L’opa di Salvini sulle infrastrutture
Non è un mistero che Vera Fiorani, attuale amministratrice delegata di Rfi, non sarà rinnovata. Nell’ambiente viene confermata da settimane. Il suo insediamento è avvenuto con il governo Conte bis grazie alla sponsorizzazione dell’allora ministra, la dem Paola De Micheli. Una macchia indelebile per il nuovo esecutivo che vuole imprimere un’accelerazione sulla gestione delle infrastrutture. Ed è fondamentale in questo senso controllare da vicino Rfi, che è considerata la “cassaforte” del gruppo per l’importanza che riveste dal punto di vista degli investimenti.
Salvini punta perciò alla sostituzione di Fiorani e nel repulisti rientra inevitabilmente anche la presidente Anna Masutti, all’epoca benedetta dal Movimento 5 Stelle. Difficile fare nomi dei possibili sostituti, almeno oggi, perché da qui alla primavera passerà parecchia acqua sotto i ponti. Ma non è escluso che il ministro in carica possa optare per Marco Piuri, attualmente al comando di Trenord, la società di trasporti lombarda. Per lui sarebbe una promozione, per il presidente della Regione Lombardia, Attilio Fontana, impegnato in campagna elettorale, ci sarebbe la grande soddisfazione di aver proiettato il manager in un’orbita nazionale. Ma sono solo voci che circolano, in linea con la lombardizzazione della Lega, che ha tutti ministri lombardi nella squadra di governo.
Clima teso nelle aziende
Il clima, secondo quanto raccontano a True-news.it, è comunque molto elettrico all’interno della società: c’è la consapevolezza di una serie di possibili avvicendamenti anche al livello dirigenziale. Ma gli appetiti leghisti possono andare anche oltre, guardando a Trenitalia, altra società di Ferrovie. Al vertice c’è oggi Luigi Corradi, anche lui appesantito da una nomina legata al Conte bis. Dalla sua parte, tuttavia, c’è la provenienza territoriale: è ligure come Edoardo Rixi, il vice di Salvini al Ministero e da tutto visto come la figura chiave nelle politiche della Lega in materia di trasporti.

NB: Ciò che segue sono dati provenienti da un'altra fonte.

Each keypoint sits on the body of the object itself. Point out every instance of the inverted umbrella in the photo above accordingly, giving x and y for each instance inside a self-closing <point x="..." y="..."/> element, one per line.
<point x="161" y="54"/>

Da definire pure il futuro di Luigi Ferraris, attualmente alla tolda di comando della holding, Fs. Fortemente voluto dall’ex presidente del Consiglio, Mario Draghi, ha preso il posto di Gianfranco Battisti. Il suo arrivo ha coinciso con un profondo cambio della struttura interna, una vera draghizzazione di Ferrovie. Al momento è difficile immaginare che possa restare in sella, visti anche i rapporti tra il numero uno leghista e l’ex premier.
L’assalto di Salvini ad Anas
Diverso, invece, il discorso per Anas per cui è necessaria una fase di coabitazione: Aldo Isi è stato nominato solo nel dicembre 2021 dopo l’esperienza in un’altra società del gruppo, la Italferr, anche in questo caso sotto l’egida draghiana. La scadenza del suo mandato non è quindi imminente, quindi – per dirla con Salvini – se qualcosa continuerà a non funzionare, bisogna trovare il modo di evitare lo scontro. A meno che il ministro non cerchi proprio per quello per forzare il cambio della guardia ai vertici.